Detailed model training control and batch modelling by nikitakuklev · Pull Request #365 · xopt-org/Xopt

nikitakuklev · 2025-09-29T20:16:22Z

This PR introduces batch GP models and finer control over model training. The former can be useful for scalarized objectives, while latter is necessary to speed up BO in operational contexts. As recently demonstrated at a NAPAC25 talk, one can significantly relax fitting tolerances to meet real-time requirements without impact on convergence, especially with scalarized objectives. There is physical motivation - we cannot set the physical devices precisely enough for exact fitting to matter.

Changes:

New model constructor parameters to control training (that will be passed to the optimizer) + Pydantic classes wrapping key Adam/LBFGS knobs
New option for using adam/torch as optimizer, with appropriate defaults
New batched GP model constructor. It is not used by default for now, but once stuff like visualizer supports it, we should probably make it so for large datasets.
Complete rework of the benchmarking scripts, moving them into resources for easier import. It is now possible to run profiling and benchmarking for snippets with either fixed run count or fixed time budget.

Caveats:

Batched model hyperparameter do not match list model exactly, except if data is identical on all outputs. This is an issue somewhere in botorch, since bare gpytorch works as expected.
Batched model is slower on small problems on GPU, and sometimes on CPU. Several variables determine crossover point, such as switch from cholesky to CG-based solvers. As a rough guideline, n <= 100. For large problems, there are significant gains on GPU which makes batch modelling worthwhile.
Default behavior with cached hyperparameters has changed - model is now trained in all cases. With cached hyperparameters, this results in fine tuning of previous state. To disable this, set train_model=False.

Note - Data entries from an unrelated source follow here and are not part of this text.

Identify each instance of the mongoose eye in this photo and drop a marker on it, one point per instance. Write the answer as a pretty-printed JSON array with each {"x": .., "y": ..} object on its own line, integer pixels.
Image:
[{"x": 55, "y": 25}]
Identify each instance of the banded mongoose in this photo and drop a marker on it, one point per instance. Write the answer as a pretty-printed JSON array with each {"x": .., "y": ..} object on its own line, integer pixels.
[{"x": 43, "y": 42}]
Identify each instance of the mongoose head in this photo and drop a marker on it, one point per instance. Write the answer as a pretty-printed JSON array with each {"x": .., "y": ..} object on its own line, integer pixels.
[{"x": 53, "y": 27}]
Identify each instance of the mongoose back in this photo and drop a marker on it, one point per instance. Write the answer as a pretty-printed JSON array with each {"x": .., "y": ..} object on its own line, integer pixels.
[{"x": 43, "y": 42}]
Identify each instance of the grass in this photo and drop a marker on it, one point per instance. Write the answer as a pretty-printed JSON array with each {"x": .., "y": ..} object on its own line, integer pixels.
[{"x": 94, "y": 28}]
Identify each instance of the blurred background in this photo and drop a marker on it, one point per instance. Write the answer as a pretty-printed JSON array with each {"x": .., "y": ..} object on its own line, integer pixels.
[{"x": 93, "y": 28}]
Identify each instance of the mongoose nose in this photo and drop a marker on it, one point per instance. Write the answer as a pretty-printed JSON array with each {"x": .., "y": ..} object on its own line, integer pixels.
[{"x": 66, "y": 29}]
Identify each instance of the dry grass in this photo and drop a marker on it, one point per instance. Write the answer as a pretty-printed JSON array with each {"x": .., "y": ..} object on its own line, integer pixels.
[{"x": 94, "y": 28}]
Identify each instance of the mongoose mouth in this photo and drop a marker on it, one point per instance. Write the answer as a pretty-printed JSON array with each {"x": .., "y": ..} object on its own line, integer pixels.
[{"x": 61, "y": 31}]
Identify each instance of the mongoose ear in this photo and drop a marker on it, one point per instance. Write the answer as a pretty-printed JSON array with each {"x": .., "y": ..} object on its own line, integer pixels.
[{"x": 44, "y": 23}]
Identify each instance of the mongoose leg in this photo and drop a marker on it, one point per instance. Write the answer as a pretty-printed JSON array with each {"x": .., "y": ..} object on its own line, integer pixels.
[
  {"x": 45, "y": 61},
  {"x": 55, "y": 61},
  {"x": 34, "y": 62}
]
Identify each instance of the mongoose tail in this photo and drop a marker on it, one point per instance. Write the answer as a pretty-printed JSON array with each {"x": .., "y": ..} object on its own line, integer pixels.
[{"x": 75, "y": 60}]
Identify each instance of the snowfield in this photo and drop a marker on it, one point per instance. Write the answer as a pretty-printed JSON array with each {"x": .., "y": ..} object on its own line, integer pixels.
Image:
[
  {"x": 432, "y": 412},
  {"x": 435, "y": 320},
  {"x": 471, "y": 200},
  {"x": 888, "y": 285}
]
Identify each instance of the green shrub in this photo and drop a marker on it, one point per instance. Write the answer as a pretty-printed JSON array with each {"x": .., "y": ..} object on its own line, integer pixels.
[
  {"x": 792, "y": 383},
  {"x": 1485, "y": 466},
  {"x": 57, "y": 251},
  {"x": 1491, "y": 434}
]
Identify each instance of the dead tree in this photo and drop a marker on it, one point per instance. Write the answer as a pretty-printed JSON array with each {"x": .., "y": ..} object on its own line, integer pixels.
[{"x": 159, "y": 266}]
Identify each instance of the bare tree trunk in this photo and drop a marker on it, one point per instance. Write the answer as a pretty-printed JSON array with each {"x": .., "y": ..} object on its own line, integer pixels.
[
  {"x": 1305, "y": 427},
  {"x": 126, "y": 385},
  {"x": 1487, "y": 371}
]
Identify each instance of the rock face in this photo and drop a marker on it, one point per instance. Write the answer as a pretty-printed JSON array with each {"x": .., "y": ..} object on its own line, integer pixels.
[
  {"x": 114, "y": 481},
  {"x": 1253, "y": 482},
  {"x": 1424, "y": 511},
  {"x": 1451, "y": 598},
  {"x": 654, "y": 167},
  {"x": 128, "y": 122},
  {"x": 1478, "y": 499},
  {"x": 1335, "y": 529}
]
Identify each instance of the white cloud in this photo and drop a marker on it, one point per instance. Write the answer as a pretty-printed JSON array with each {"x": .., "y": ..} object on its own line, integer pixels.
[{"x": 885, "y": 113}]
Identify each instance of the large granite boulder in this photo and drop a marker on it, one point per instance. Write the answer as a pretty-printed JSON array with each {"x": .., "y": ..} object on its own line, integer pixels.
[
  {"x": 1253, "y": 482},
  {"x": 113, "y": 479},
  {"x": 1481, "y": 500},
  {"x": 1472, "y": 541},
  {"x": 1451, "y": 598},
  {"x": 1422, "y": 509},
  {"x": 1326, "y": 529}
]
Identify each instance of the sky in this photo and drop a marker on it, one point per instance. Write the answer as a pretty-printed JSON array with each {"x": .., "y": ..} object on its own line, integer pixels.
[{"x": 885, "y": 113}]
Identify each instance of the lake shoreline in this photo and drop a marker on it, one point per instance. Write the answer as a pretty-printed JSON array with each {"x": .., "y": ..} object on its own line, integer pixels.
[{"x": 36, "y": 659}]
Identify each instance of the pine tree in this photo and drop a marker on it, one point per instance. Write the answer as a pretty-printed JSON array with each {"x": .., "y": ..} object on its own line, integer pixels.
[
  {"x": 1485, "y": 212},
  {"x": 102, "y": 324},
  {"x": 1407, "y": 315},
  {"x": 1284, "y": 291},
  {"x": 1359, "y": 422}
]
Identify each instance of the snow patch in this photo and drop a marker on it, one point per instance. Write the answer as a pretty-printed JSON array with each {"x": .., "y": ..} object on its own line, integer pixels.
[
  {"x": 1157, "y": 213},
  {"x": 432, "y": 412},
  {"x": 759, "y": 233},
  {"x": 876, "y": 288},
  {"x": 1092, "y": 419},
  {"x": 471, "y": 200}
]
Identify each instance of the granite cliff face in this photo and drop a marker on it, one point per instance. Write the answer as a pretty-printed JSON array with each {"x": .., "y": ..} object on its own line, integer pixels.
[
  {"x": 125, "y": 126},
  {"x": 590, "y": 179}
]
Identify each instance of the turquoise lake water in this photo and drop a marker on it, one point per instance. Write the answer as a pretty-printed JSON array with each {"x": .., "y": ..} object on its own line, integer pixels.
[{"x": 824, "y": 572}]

Benchmarks for n_vars=12, n_obj=5, n_constr=2, n=500
CPU:

	f	n	t_avg	t_med	t_max	t_min	t_tot	std
0	bench_build_standard	10	1.266	1.220	1.684	1.214	12.660	0.139
1	bench_build_batched	10	1.563	1.561	1.580	1.553	15.630	0.009
2	bench_build_standard_adam	10	2.689	2.607	3.407	2.572	26.892	0.241
3	bench_build_batched_adam	10	2.977	2.953	3.051	2.943	29.772	0.040
4	bench_build_standard_gpytorch	10	15.057	15.042	15.415	14.909	150.569	0.144
5	bench_build_batched_gpytorch	10	14.926	14.867	15.100	14.820	149.261	0.100

GPU (RTX 3070, H100 todo):

	f	n	t_avg	t_med	t_max	t_min	t_tot	std
0	bench_build_standard	10	0.924	0.858	1.493	0.844	9.238	0.190
1	bench_build_batched	10	0.726	0.716	0.826	0.666	7.258	0.041
2	bench_build_standard_adam	10	1.918	1.884	2.505	1.690	19.177	0.218
3	bench_build_batched_adam	10	1.148	1.136	1.314	1.063	11.475	0.087
4	bench_build_standard_gpytorch	10	7.773	7.762	7.890	7.706	77.725	0.061
5	bench_build_batched_gpytorch	10	5.884	5.861	6.171	5.746	58.838	0.116

To reproduce:
python bench_runner.py bench_build_standard bench_build_batched bench_build_standard_adam bench_build_batched_adam bench_build_standard_gpytorch bench_build_batched_gpytorch -n 10 -device cpu

roussel-ryan · 2025-10-01T15:01:20Z

Looking good! LMK when this is ready for review and we can have a short discussion to go over it

codecov · 2026-02-16T14:30:47Z

Codecov Report

❌ Patch coverage is 89.80769% with 53 lines in your changes missing coverage. Please review.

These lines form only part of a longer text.